Piyush Bagad | Attention-based Zero-shot Classification

Humans have a remarkable ability of recognizing object classes even if they have not been exposed to images of such objects. Computer vision systems tend to perform extremely well with sufficient supervision. Typically, the set of classes at test time for such systems are a subset of the classes that constitute the training data. In a zero-shot learning setup, we measure the model’s ability to generalize well to unseen classes during test time. For instance, as shown in the following figure, you might have classes like Tiger, Buffallo, Horse etc. in your train set but might encounter a completely different class of wild-animal during inference. Along with images, we also have some form of class description, often called as class attribute vectors as part of the training set. Henceforth, I will refer to this classification task as ZSL problem.

Zero-shot Learning: We want the model to be able to generalize well for unseen class images at test-time.

Attention for discriminative power

The main challenge in ZSL problem is to make the model align the visual features of an image semantically with the class attribute vectors. However, using global features may prove to be sub-optimal since local features may be more helpful in discriminating closely related classes, some of which may be unseen. The primary motivation of incorporating attention in ZSL setting is to make the model focus and learn more discriminative visual features for better generalization. This can be illustrated by the following example: If we have the class of horses in the training set and that of zebras as unseen class, it may not be beneficial to have local features comprising of description of the feet of the animals.
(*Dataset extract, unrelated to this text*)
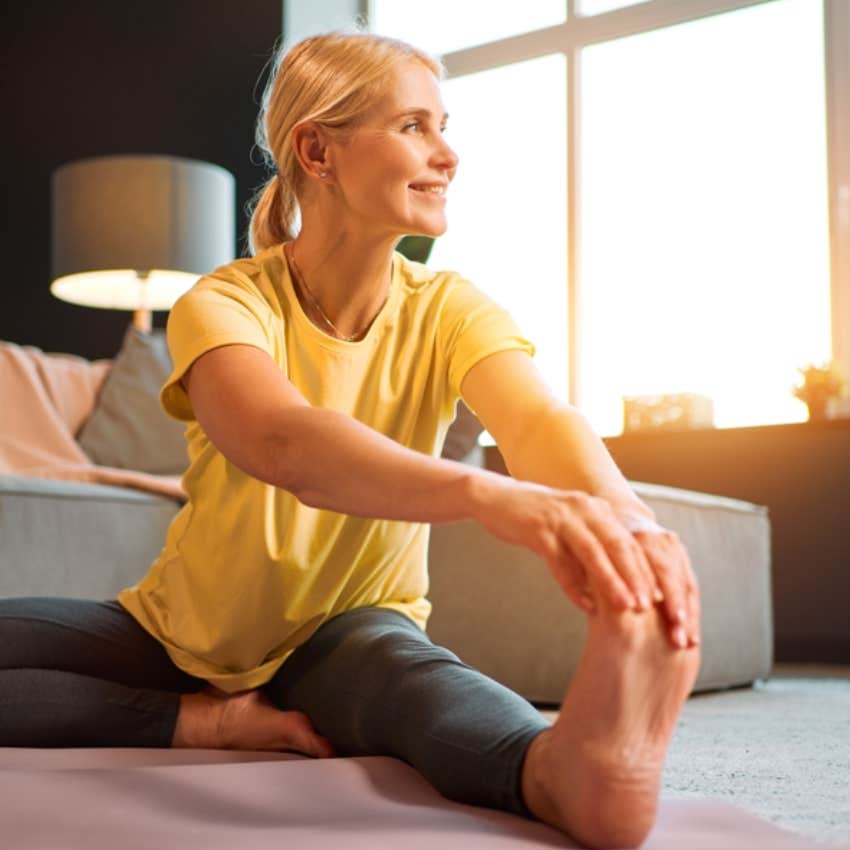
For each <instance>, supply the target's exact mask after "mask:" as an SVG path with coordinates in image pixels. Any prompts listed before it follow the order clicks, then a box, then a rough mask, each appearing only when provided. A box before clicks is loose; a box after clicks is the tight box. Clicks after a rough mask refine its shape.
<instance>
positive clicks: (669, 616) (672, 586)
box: [625, 517, 700, 647]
Rather, it may be beneficial to only selectively attend to the local features that are good enough to discriminate between a horse and a zebra. With this motivation, we propose a learnt attention-based prior to alleviate model’s alienity of unseen classes.

Approach

We follow the route of embedding the attribute vectors into the visual features space based on the observations in [9]. The class distributions to be learnt in the visual space are learnt based on attention-weighed local region-based visual features. As illustrated in the following figure, for input image, the CNN model provides visual features $x$ which is further passed to the attention network which gives attention-weighted features $\hat{x} = x \odot NN(x, a_{c})$. On the other end, attribute vector $a_{c}$ is used to compute the means and variance of all classes to produce class probabilities for $x$. The combination of the two quantities computes gives the softmax loss which can be minimized using gradient-descent to find optimal settings of neural networks. You can checkout the details of training and inference routines in the report.

Attention in ZSL: CNN-based features are weighed by output of the attention network.

Experimental Evaluation

Datasets: We evaluate on the Caltech-UCSD Birds 200(CUB-200) and Animal With Attributes(AWA) datasets. These are standard datasets for ZSL tasks and you can find more details in the report.
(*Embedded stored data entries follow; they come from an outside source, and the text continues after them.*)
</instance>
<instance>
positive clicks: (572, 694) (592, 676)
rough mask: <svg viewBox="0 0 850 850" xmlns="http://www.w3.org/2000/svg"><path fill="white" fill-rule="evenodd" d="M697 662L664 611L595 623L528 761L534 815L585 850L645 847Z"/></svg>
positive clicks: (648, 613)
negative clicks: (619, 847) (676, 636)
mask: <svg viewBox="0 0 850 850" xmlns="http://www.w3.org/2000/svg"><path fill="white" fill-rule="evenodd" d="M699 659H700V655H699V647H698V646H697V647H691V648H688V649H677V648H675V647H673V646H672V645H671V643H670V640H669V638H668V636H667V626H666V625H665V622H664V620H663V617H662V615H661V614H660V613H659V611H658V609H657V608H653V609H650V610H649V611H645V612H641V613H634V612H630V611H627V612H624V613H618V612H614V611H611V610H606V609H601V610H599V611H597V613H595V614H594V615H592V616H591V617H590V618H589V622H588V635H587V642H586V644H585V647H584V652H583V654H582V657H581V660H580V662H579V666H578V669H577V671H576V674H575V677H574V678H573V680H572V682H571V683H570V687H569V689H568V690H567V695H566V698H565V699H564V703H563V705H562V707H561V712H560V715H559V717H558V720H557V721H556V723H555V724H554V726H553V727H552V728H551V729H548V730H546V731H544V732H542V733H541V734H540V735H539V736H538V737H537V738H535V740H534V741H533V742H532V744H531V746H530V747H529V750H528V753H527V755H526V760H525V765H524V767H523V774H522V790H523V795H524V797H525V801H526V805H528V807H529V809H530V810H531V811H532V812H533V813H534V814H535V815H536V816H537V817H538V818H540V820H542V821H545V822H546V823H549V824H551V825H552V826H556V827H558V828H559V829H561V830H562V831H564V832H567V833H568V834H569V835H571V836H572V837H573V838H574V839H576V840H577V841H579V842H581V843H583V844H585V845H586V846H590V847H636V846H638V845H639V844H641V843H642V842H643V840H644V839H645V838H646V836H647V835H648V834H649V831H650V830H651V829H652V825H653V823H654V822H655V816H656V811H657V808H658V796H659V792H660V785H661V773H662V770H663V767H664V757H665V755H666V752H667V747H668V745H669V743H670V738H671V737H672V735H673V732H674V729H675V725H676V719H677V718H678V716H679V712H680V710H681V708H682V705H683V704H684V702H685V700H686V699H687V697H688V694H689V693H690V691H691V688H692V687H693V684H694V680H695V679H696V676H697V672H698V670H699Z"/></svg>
Results: The following table notes the test accuracies obtained on each of the two datasets. The train-test split is the same that is used in the literature for ZSL. We have reported top 1 accuracy i.e., average of the accuracy over all the unseen classes. Though we have put the attention module on the global features coming from the ResNet 101 network. it’s still beating the state of the art work on AWA dataset. The model will improve further on incorporating attention over the local features. Other approach to the same could be to have a network instead of ResNet 101 which is used in task like object detection since it will give better features correspondiong to the attention task similar to what is done in Stacked Semantic Attention Framework.

[Left] Sample images from the CUB-200 and AwA datasets respectively. [Right] Comparison of top-1 accuracy over all unseen classes in the test set.
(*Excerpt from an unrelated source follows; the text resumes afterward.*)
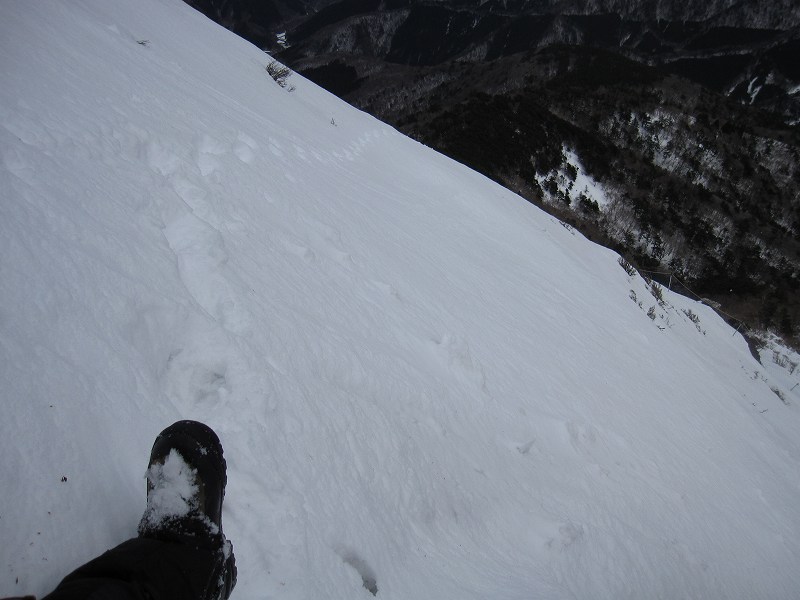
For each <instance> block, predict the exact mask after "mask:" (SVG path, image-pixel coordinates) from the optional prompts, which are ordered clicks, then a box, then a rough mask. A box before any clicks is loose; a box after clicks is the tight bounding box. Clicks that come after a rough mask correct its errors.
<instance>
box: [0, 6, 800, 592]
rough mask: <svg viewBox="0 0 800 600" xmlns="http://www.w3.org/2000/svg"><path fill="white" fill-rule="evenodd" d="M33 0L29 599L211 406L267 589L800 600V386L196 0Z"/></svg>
mask: <svg viewBox="0 0 800 600" xmlns="http://www.w3.org/2000/svg"><path fill="white" fill-rule="evenodd" d="M0 10H1V11H2V15H3V18H2V19H1V20H0V68H2V74H3V85H2V86H0V151H1V152H2V155H1V158H2V162H1V163H0V377H1V380H2V388H1V389H2V391H1V392H0V402H2V408H3V415H4V418H3V420H2V423H1V424H0V455H2V457H3V459H2V463H0V465H1V466H0V477H1V478H2V481H3V482H4V483H3V486H2V491H0V539H1V540H2V545H0V569H2V570H1V571H0V594H2V595H7V594H19V593H36V594H38V595H42V594H44V593H46V592H47V591H49V590H50V589H51V588H52V587H53V586H54V585H55V584H56V583H57V582H58V581H59V579H60V578H61V577H62V576H63V575H65V574H66V573H67V572H68V571H70V570H71V569H73V568H74V567H76V566H78V565H79V564H80V563H82V562H83V561H85V560H87V559H89V558H91V557H93V556H95V555H97V554H98V553H100V552H101V551H103V550H105V549H107V548H109V547H111V546H113V545H115V544H117V543H119V542H120V541H122V540H124V539H127V538H128V537H130V536H132V535H134V534H135V529H136V525H137V523H138V520H139V518H140V516H141V514H142V511H143V509H144V499H145V479H144V472H145V468H146V462H147V456H148V453H149V449H150V445H151V443H152V440H153V438H154V436H155V435H156V433H158V431H160V430H161V429H162V428H163V427H165V426H166V425H168V424H169V423H171V422H173V421H175V420H177V419H180V418H194V419H199V420H202V421H205V422H206V423H208V424H209V425H211V426H212V427H214V429H215V430H216V431H217V432H218V433H219V435H220V438H221V440H222V443H223V445H224V447H225V450H226V456H227V459H228V465H229V483H228V494H227V500H226V507H225V513H224V527H225V531H226V533H227V535H228V537H229V538H230V539H231V540H232V542H233V543H234V546H235V550H236V556H237V564H238V566H239V583H238V585H237V588H236V589H235V590H234V593H233V596H232V597H233V598H236V599H241V600H255V599H266V598H284V599H311V598H359V597H362V598H371V597H372V594H373V593H376V595H377V597H378V598H385V599H421V598H436V599H437V600H448V599H453V600H455V599H458V600H464V599H470V598H474V599H494V600H514V599H523V598H526V599H529V598H553V599H556V598H557V599H561V598H608V599H617V598H631V599H633V598H701V597H703V598H748V599H751V598H790V597H794V596H796V595H797V594H798V593H800V572H798V570H797V564H798V562H800V536H798V532H800V503H798V497H800V468H798V467H799V466H800V436H798V431H800V412H799V411H798V402H799V401H800V387H799V386H797V383H798V381H800V372H798V370H797V369H796V368H795V369H791V368H781V367H779V366H778V365H776V364H774V363H773V362H771V361H769V360H767V359H768V358H769V357H765V359H764V363H765V365H764V366H762V365H761V364H759V363H758V362H757V361H756V360H755V359H754V358H753V357H752V356H751V354H750V352H749V350H748V347H747V344H746V343H745V341H744V339H743V338H742V337H741V336H740V335H739V334H737V333H735V332H734V331H733V330H732V329H731V328H729V327H728V326H727V325H726V324H725V323H724V322H723V321H722V320H721V319H720V318H719V317H718V316H717V315H716V314H715V313H714V312H713V311H712V310H711V309H710V308H708V307H706V306H704V305H702V304H699V303H696V302H693V301H690V300H688V299H686V298H683V297H681V296H677V295H674V294H671V293H670V292H668V291H667V290H664V291H663V299H662V301H661V302H659V301H658V300H657V299H656V297H655V296H654V295H653V293H652V292H651V289H650V287H649V286H648V284H647V283H646V282H645V281H644V280H643V279H641V278H640V277H639V276H638V275H633V276H632V275H629V274H628V273H626V271H625V270H623V269H622V268H620V265H619V264H618V263H617V256H616V255H615V254H614V253H612V252H610V251H608V250H605V249H603V248H600V247H598V246H596V245H594V244H591V243H590V242H588V241H586V240H585V239H584V238H582V237H581V236H580V235H578V234H577V233H575V232H574V231H572V230H570V229H569V228H566V227H564V226H562V225H561V224H560V223H559V222H558V221H557V220H555V219H554V218H552V217H550V216H548V215H546V214H545V213H543V212H541V211H540V210H538V209H536V208H535V207H533V206H532V205H530V204H529V203H527V202H525V201H524V200H522V199H521V198H519V197H517V196H515V195H514V194H512V193H511V192H509V191H507V190H505V189H503V188H501V187H499V186H498V185H496V184H494V183H493V182H491V181H489V180H488V179H486V178H484V177H482V176H480V175H478V174H476V173H474V172H472V171H470V170H468V169H466V168H465V167H463V166H461V165H458V164H457V163H454V162H453V161H451V160H449V159H447V158H445V157H443V156H441V155H438V154H436V153H434V152H433V151H431V150H429V149H427V148H425V147H424V146H422V145H420V144H418V143H416V142H414V141H412V140H410V139H408V138H405V137H404V136H402V135H400V134H398V133H397V132H396V131H394V130H393V129H391V128H390V127H388V126H386V125H383V124H381V123H380V122H378V121H376V120H375V119H373V118H371V117H369V116H368V115H366V114H364V113H361V112H359V111H357V110H355V109H353V108H352V107H350V106H348V105H346V104H344V103H343V102H341V101H340V100H338V99H336V98H335V97H333V96H331V95H330V94H328V93H327V92H324V91H322V90H320V89H319V88H317V87H316V86H314V85H312V84H310V83H309V82H307V81H305V80H303V79H302V78H301V77H299V76H297V75H294V76H292V78H291V83H292V85H293V87H294V88H295V89H294V91H289V90H288V89H286V88H282V87H280V86H278V85H277V84H276V83H275V82H274V81H273V80H272V79H271V78H270V77H269V76H268V75H267V73H266V71H265V66H266V65H267V64H268V63H269V61H270V58H269V57H268V56H266V55H264V54H263V53H262V52H260V51H259V50H258V49H257V48H255V47H254V46H252V45H250V44H248V43H247V42H244V41H243V40H241V39H239V38H237V37H235V36H234V35H233V34H231V33H229V32H227V31H225V30H223V29H222V28H220V27H218V26H216V25H214V24H213V23H211V22H210V21H208V20H207V19H206V18H205V17H203V16H202V15H200V14H199V13H197V12H195V11H194V10H193V9H191V8H189V7H188V6H186V5H185V4H184V3H183V2H181V1H180V0H140V1H139V2H136V3H126V2H122V1H121V0H102V1H101V0H72V1H70V2H59V1H56V0H41V1H38V2H25V1H23V0H11V1H8V2H4V3H3V5H2V8H0ZM651 308H652V310H651ZM648 313H650V315H648ZM794 358H796V355H795V356H794ZM794 358H793V359H792V360H794ZM789 362H790V363H791V360H790V361H789ZM785 366H786V365H784V367H785ZM774 390H778V392H780V394H781V397H779V395H778V392H776V391H774Z"/></svg>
Conclusion and Future Work

The proposed approach is one of the early attempts at incorporating attention for Zero-shot Learning. [5] is to the best of our knowledge, the only other attempt at incorporating attention in ZSL. Our model can be trained in an end-to-end manner without having to separately pretrain the attention network or the generative network. The alternate update scheme of the attention and the generative network ensures we can train the whole model end to end. Another merit of our approach is that we have generative modelling of the class conditional distributions, which can help us easily extend our approach to transductive/semi-supervised setting like in [6]. Future research could explore better local visual features, sophisticated generative models like VAEs and improved attention mechanism.